Dalam hal mendesak, Oei bisa langsung potong kompas menyampaikan laporan kepada Sukarno. Ini pernah terjadi ketika organisasi Pemuda Rakyat hendak menghalangi pendaratan pesawat yang membawa Duta Besar Amerika Serikat untuk Indonesia, Marshall Green, pada Juli 1965.

 

Oei sempat berdebat dengan perwakilan Pemuda Rakyat di kantornya. Namun mereka tetap berkeras mendatangi Bandar Udara Kemayoran, Jakarta Pusat. Oei melaporkan ancaman keamanan itu kepada Bung Karno yang lantas memerintahkan Brigadir Jenderal Sawarno Tjokrodiningrat sebagai Panglima Komando Daerah Kepolisian VII Djakarta Raya menghalau anggota Pemuda Rakyat yang hendak menghadang Duta Besar Green.

 

Sukarno ingin proses Green menjadi duta besar selesai dan resmi menjabat perwakilan Negeri Abang Sam. “Setelah itu silakan para pemuda berdemonstrasi terhadap tukang intrik ini,” ujar Sukarno.

 

Kedekatan Oei dengan Sukarno juga menular kepada keluarga. Sukarno mengenal istri dan anak-anak Oei. Dalam memoarnya, Oei bercerita, istrinya, Kwee Loan Nio alias Rika, pernah dipanggil Sukarno dalam sebuah acara perjamuan.

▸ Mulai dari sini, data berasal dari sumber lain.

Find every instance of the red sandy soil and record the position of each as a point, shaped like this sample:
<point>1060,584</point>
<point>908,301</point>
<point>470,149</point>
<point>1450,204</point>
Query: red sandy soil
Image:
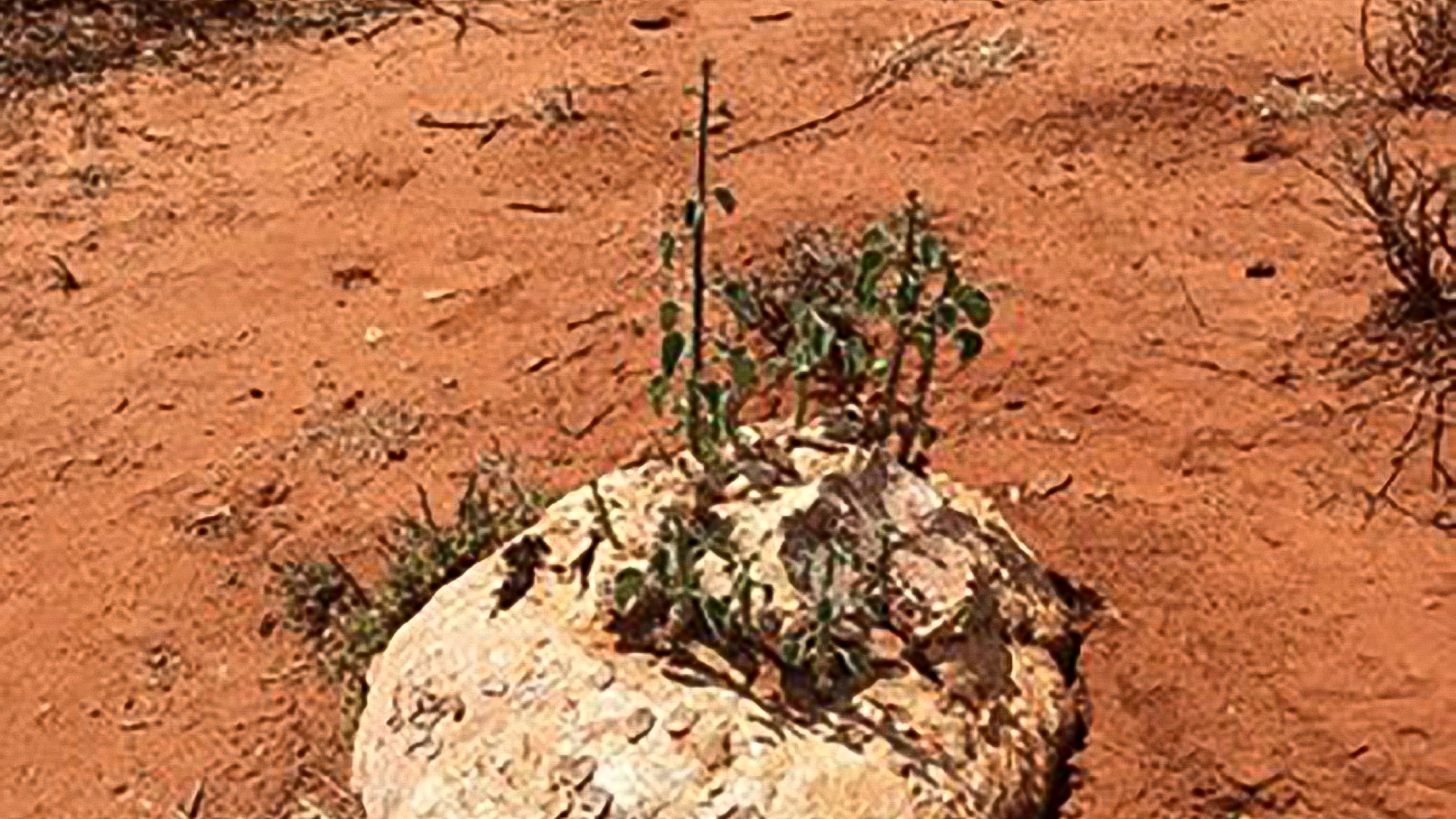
<point>1269,652</point>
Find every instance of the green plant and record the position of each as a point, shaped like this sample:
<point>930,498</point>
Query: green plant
<point>670,592</point>
<point>825,647</point>
<point>717,398</point>
<point>1417,56</point>
<point>832,320</point>
<point>347,624</point>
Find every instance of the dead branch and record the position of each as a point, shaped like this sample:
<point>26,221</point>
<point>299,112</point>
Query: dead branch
<point>887,76</point>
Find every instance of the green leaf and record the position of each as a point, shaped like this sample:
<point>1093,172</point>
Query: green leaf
<point>855,357</point>
<point>668,315</point>
<point>854,660</point>
<point>627,586</point>
<point>946,315</point>
<point>822,337</point>
<point>716,614</point>
<point>933,254</point>
<point>726,199</point>
<point>793,650</point>
<point>871,264</point>
<point>660,563</point>
<point>745,371</point>
<point>713,394</point>
<point>673,346</point>
<point>970,343</point>
<point>976,306</point>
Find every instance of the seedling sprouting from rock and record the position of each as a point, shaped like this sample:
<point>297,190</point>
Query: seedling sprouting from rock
<point>700,394</point>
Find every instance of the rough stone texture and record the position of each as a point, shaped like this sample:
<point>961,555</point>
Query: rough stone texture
<point>529,711</point>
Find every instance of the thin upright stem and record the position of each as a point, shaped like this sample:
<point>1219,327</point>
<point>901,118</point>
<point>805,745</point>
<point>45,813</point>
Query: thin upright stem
<point>892,397</point>
<point>695,408</point>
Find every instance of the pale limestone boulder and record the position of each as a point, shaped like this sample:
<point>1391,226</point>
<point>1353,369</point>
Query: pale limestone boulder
<point>534,710</point>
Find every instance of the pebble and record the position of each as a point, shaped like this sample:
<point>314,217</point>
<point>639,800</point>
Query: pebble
<point>681,720</point>
<point>640,723</point>
<point>595,802</point>
<point>577,772</point>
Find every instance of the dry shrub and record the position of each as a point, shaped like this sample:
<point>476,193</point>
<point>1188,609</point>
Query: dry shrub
<point>1415,53</point>
<point>1406,349</point>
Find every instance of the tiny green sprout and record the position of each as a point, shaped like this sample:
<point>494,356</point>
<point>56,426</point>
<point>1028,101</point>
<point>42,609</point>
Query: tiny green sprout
<point>673,347</point>
<point>668,315</point>
<point>726,199</point>
<point>627,587</point>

Sukarno memperhatikan banyak perwakilan negara asing yang sulit mendekati meja hidangan karena terhalangi tamu dari Indonesia. “Beliau minta istri saya menegur orang-orang kita,” kata Oei.

 

Anak ketiga Oei, Fransiska Oei alias Oei Lan Siem, menuturkan bahwa, saat ayahnya masih menjabat menteri, ia dan ketiga saudaranya beberapa kali datang ke Istana. Di sana, mereka bertemu dengan Sukarno dan anak-anaknya. Mereka bermain dengan anak-anak Presiden. “Ada salah satu putra Sukarno yang memangku kami,” ujarnya.

 

Hubungan keluarga Oei dengan Sukarno awet kendati keduanya tak lagi menjabat dalam pemerintahan. Penyunting memoar Oei, Stanley Adi Prasetyo, mengatakan anak-anak Sukarno sangat menghormati Oei. Stanley pernah menemani Oei bertemu dengan Megawati Soekarnoputri di rumahnya pada 1990-an. Megawati pada waktu itu menjadi politikus yang kritis terhadap rezim Orde Baru.

 

Oei memberi wejangan kepada Megawati yang baru naik sebagai pemimpin Partai Demokrasi Indonesia dan menjadi anggota Dewan Perwakilan Rakyat. Oei meminta Megawati lebih vokal menyampaikan nilai-nilai yang diperjuangkan Sukarno. “Anak-anak Sukarno memanggil Oei sebagai omnya,” kata Stanley.

 

Anak pertama Sukarno, Guntur Soekarnoputra, mengakui bahwa keluarganya dekat dengan Oei karena sering melihat ayahnya berkeliling Istana bersama Oei. Guntur juga suka mengobrol dengan Oei. “Diskusinya sering ngalor-ngidul,” tuturnya.